Disruption of development by disasters

Disasters can seriously disrupt development initiatives in several ways, including:

· Loss of resources
· Interruption of programs
· Impact on investment climate
· Impact on the non-formal sector
· Political destabilization

Loss of resources

Development resources are lost when a disaster wipes out the products of investment - it shortens the life of development investments. The disasters affect development through:

· Impact on capital stock and inventory

· Loss of production and provision of services due to disruption and increased cost of goods and services

· The secondary effects of the disaster include inflation, balance of payment problems, increase in fiscal expenditure, decreases in monetary reserves

· Other indirect losses, for example: the impact on a country’s debt position could be that as the debt service burden increases, the country has less resources available to invest in productive enterprises

· The outcome of these losses of resources include: loss of economic growth, delays to development programs, cancellation of programmes, and disincentives to new investment

· There may also be a shift in skilled human resources toward high visibility recovery activity - a diversion from long-term to short-term needs.

Interruption of programs

Disasters interrupt ongoing programs and divert resources from originally planned uses.

Impact on investment climate

Disasters, especially when they have occurred repeatedly within a short period of time, have a negative impact on the incentive for further investment. Investors need a climate of stability and certainty to be encouraged to risk their money. The disaster further clouds the investment picture when it has caused loss of employment, thereby depressing market demand, and resulting in a stagnation which limits overall growth.

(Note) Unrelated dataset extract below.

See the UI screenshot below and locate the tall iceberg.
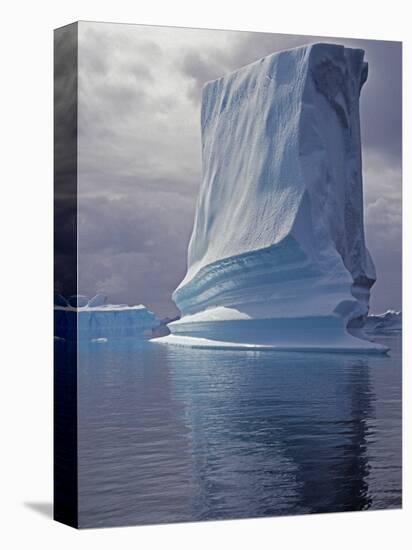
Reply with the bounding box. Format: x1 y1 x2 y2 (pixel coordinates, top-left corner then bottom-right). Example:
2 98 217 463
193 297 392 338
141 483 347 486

Impact on non-formal sector

Disasters have special negative impacts on the non-formal sector where approximate costs of disasters are often underestimated. Disasters depress the non-formal economy through the direct costs of lost equipment and housing (which often also serves as business sites). The indirect costs of disasters include lost employment, and lost income. Sometimes the importation of relief items creates disincentives to producers.

Political destabilization

The stress to a country caused by a disaster often results in the destabilization of the government. This may occur for several reasons. For example, the government may have mismanaged the disaster relief and recovery, leading to discontent on the part of affected communities. Or the survivors may have had unmet expectations which, for whatever reason, translate into some form of protest. The government could also become the scapegoat for problems beyond its control, again leading to its possible downfall. In fact, it is very common for a government to collapse or be overthrown within two or three years of a major disaster.

Q. Recall the most recent disaster with which you are familiar. Based on that experience, respond to the following.



Identify a facility critical to the local economy that was knocked out of service.


Name one development project that was interrupted.


Identify one case of an investment that was withdrawn or reduced because of the disaster.


Identify one case of non-formal sector employment that was lost because disaster relief displaced the need for it.


Describe an example of how the government may have been destabilized by the disaster.